1154 Tage Afrika Benin

Die Zeit vergeht wie im Flug

›› Grand Popo, Benin
Nun haben wir noch drei Wochen, die wie befürchtet schnell verstreichen.
Es wird immer heisser hier unten. Nur schon die kleinste Bewegung lässt uns Schwitzen, als wäre man in einer Sauna. Jeder Schritt wird genaustens kalkuliert, man bewegt sich nur noch, wenn es wirklich sein muss. Andererseits geniessen wir die letzten Wochen in vollen Zügen, nur mit dem ständig begleitenden Gedanken an die Heimreise.

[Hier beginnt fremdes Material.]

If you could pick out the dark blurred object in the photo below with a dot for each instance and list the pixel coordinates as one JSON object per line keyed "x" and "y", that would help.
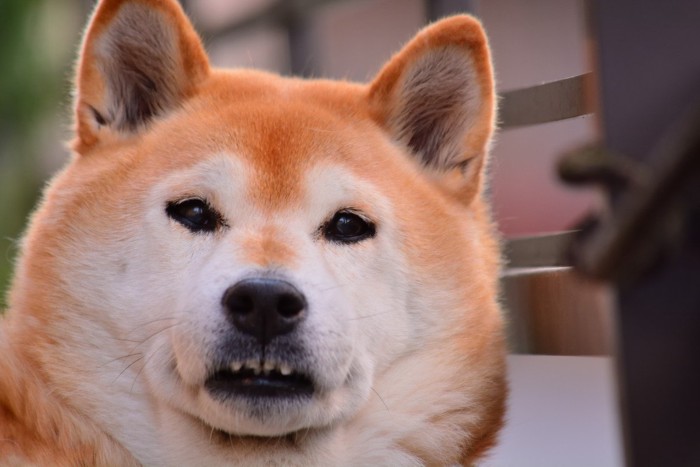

«Wann geht ihr nach Hause?» ist die meist gestellte Frage unter Reisenden. Nun gibt es unsererseits nicht mehr grosse, fragenden Augen und ein undefinierbares Schulterzucken, sondern eine Antwort. Unglaublich, oder? 😉
Wenigstens geht es zuerst nach Frankreich und wann der letzte Schritt gemacht wird, können wir noch selber entscheiden. Immerhin. Eine Art Rettungsnetz, an das man sich klammert. Die hitzigen Gedanken, die Tatsache nun nach Europa zu gehen, die sich in wildeste Vorstellungen umwandeln, werden regelmässig im Ozean abgekühlt.

Fischer

Coco

Jeden Samstag gibt es bei Gildas in der Bar Party. Am letzen Samstag nehmen wir uns vor bis zum letzten Ton des «Sound Systems» dabei zu sein. Es kommen viele Leute, die Stimmung ist gut und ausgelassen und wir bleiben wirklich bis zur letzten Note. Gildas spielt unter anderem die Hits der Bar und unsere Lieblingslieder – es ist eine gute Abschiedsparty. Und das beste daran: alles ohne einen einzigen Stromunterbruch!

Sound System

In Benin erleben wir diese Unterbrüche am Schlimmsten. Entweder ein Zeichen dafür, dass es bald anfängt zu regnen (die sind besser als ne Wetterstation!) oder halt… einfach so. Man weiss nie für wie lange. Es kann Stunden oder Tage gehen.
Wenigstens nicht an «unserem» Samstag. Dafür gibt es dann sonntags den ganzen Tag keinen Strom und regnen tut’s ebenfalls 24 Stunden lang. Wenn sogar der Himmel weint, wie soll es da unserem Gemüt gehen?

Abendstimmung

Montag
Heute ist ein richtig schlimmer Tag. Diesen Mittwoch müssen wir von Cotonou nach Ouagadougou reisen. Einziges Problem: wir haben noch kein Ticket, erreichen niemanden um eines zu reservieren und wissen ausserdem nicht einmal mit Sicherheit, ob am Mittwoch ein Bus fährt.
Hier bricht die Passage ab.